Pois bora prum papo aberto?

Se quiser você pode
fazer do café seu perfume matinal
pode ou não cuidar das plantas no quintal...
mas se quiser também pode 
não saber cozinhar um ovo.
Esqueça a voz do povo!
Você pode querer ter filhos
ou não
pode sonhar ser engenheira espacial
e ser!
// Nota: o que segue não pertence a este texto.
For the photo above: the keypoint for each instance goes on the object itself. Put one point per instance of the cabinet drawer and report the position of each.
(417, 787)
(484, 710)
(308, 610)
Aqui ou no Japão.
Você pode dirigir um carro de fórmula 1
lutar MMA, pesquisar fauna marinha e viver a mergulhar
ou adotar gatos, escrever poesia e decidir que 
o melhor pra você é simplesmente consigo estar. 
Ah, também pode decidir tudo e depois
simplesmente mudar.
A liberdade de ser é o melhor presente
que podemos nos dar.

Então seja, mulher
seja bela sendo a luz que a ti revela
você pode ser gorda, alta, negra, baixa, velha, branca, 
nova, indígena, magricela ou malhada
ter a pele sobrando, em dobras, ou esticada
limpa como veio ao mundo
ou toda tatuada,
os cabelos lisos ou caindo em cachos
ou não ter cabelos! 
você pode tudo, ouça seus apelos
o que eu penso e acho 
é que é muito tonto quem tenta 
não reconhecer que ser mulher, agora e aqui
independe de qualquer condição
não tem receita,
somos tantas e diversas, trans, cis e travestis
todas donas dessa energia...

Feminina é a força que move
a revolução que esse mundo requer. 
E ela virá, da nossa força em sermos quem somos
dentre tanta coisas
a revolução que o mundo precisa
será feita pela mulher. 


terça-feira, 23 de fevereiro de 2021


Talvez eu esteja falando sozinha
talvez seja minha e só minha essa angústia, essa dor
carnaval passou, foi? eu nem vi
coração no peito dando seu jeito de seguir
e a pele cansada meio amolecida e o ouvido pedindo
pra não ouvir
tanta notícia e desencarne e sofrimento
e prejuízo e mentira e engano 
tanta história desprezada entra ano e sai ano
e o povo
sem vacina e sem pudor
sorrindo por se vingar no BBB
eu no bolo
do povo
porque aqui fora, 
nada, nada, nada
e nada de novo
cada um escolhendo o algoz da vez...
 
Fui pra dentro de mim e a paz ali estava sozinha
eu queria mais e mais não tinha
por isso hoje saí pra reclamar 
Estou indignada, estou indignada!
mas nem se incomode, deixe estar
que tudo passa e essa minha raiva
fazendo pirraça
também vai passar. 


sexta-feira, 12 de fevereiro de 2021

Despedida

Esta Foto de Autor Desconhecido está licenciado em CC BY-ND


Era um tornado
O seu sorriso
Uma tempestade de areia
A alegria
Que a tudo cobria
Quando conosco você
Estava.

Que delícia era a ventania
Dos teus conhecimentos
Varrendo ignorância
e de um jeito muito próprio 
defendendo direitos...

Nesse deságue de agora
te digo que foi um furacão 
a notícia da vitória do vírus
que transformou a materialidade
do que você era
em brisa
certamente sentida
e inesquecível.


*Ao professor Marcos Braga, falecido ontem por COVID 19.